Details: Print the number of cities (eliminating duplicates).
Answer: Here's the correct SQL query and expected output:
x
sqlite> select count(distinct(city)) from station;
5
Q2 (分组聚集,排序, 计数 count)
需要查询每个城市的火车站的数量,并且先按照每个城市的火车站的数量排序,再按照城市名排序(都是升序)。此题并不难
Count the number of stations in each city.
Details: Print city name and number of stations. Sort by number of stations (increasing), and break ties by city name (increasing).
sqlite> select city, count(station_id) as cnt
...> from station
...> group by city
...> order by cnt asc, city asc;
Palo Alto|5
Mountain View|7
Redwood City|7
San Jose|16
San Francisco|35
注意group的聚合, group会将所有具有相同属性的元组分到一个组。 然后不能对没有出现在group by子句中的属性进行select(或者是聚集以后该属性的值是唯一的也可以)。 一般会使用count, avg等对一个分组内的几个元组的该的属性进行聚集操作
Q3 多关系查询
查询每个城市名,以及其所占trip总数的比例(当其作为trip的起点或终点时候,起点终点不重复计数)。按照如下步骤,将sql语句分解
Find the percentage of trips in each city. A trip belongs to a city as long as its start station or end station is in the city. For example, if a trip started from station A in city P and ended in station B in city Q, then the trip belongs to both city P and city Q. If P equals to Q, the trip is only counted once.
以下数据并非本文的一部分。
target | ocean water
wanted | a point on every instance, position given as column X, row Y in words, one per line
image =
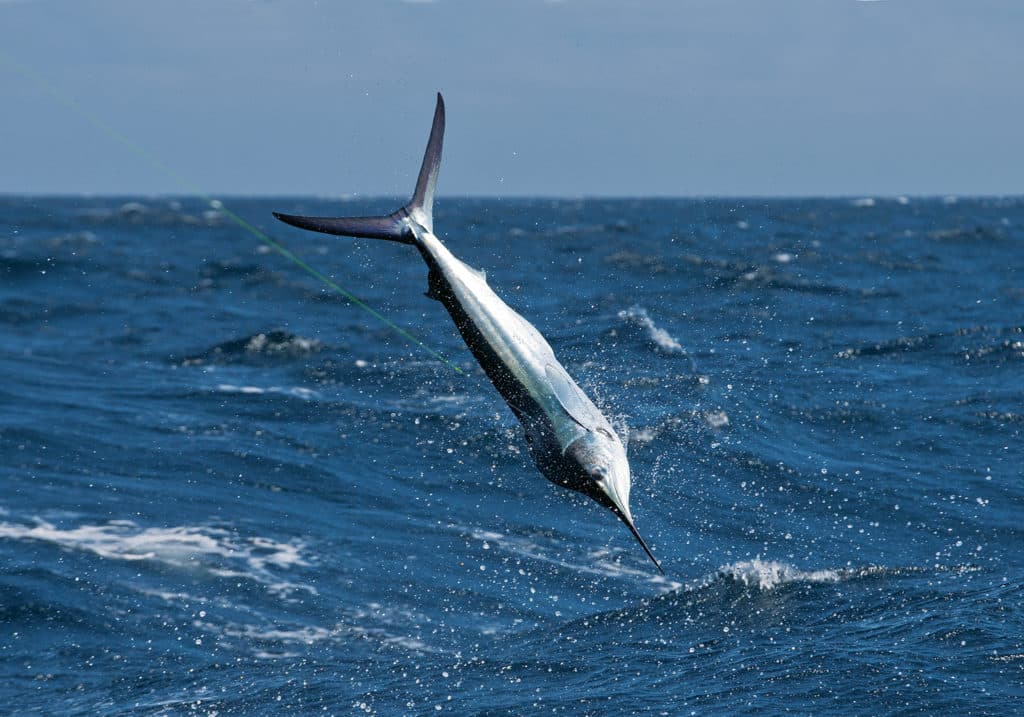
column 226, row 491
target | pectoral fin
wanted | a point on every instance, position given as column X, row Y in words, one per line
column 569, row 395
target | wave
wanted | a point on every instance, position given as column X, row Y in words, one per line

Details: Print city name and ratio between the number of trips that belong to that city against the total number of trips (a decimal between 0-1, round to four decimal places using ROUND()). Sort by ratio (decreasing), and break ties by city name (increasing).
首先,将trip和station两个表根据station id联系起来 where判断关联
sqlite> select ID, city, station_id, station_id, end_station_id
...> from trip, station
...> where station_id = start_station_id or station_id = end_station_id
...> limit 10;
4069|San Francisco|64|64|64
4073|San Francisco|66|66|69
4073|San Francisco|69|69|69
4074|San Francisco|66|66|69
4074|San Francisco|69|69|69
4075|San Francisco|66|66|69
4075|San Francisco|69|69|69
4076|San Francisco|66|66|69
4076|San Francisco|69|69|69
4078|Redwood City|22|22|22
这种查询称为多关系查询
select A1, A2... 属性
from r1,r2.. 关系
where P; 谓词
尽管句子必须以select form where 的次序写出,但查询所代表的运算首先是:from, 然后是where,最后是select
from句定义所有关系的笛卡尔积,然后由where使用谓词来限制笛卡尔积所创建的元组, select最后指定属性
然后需要根据city进行分组,分组的时候计算这个城市参与的trip的个数,使用count加distinct。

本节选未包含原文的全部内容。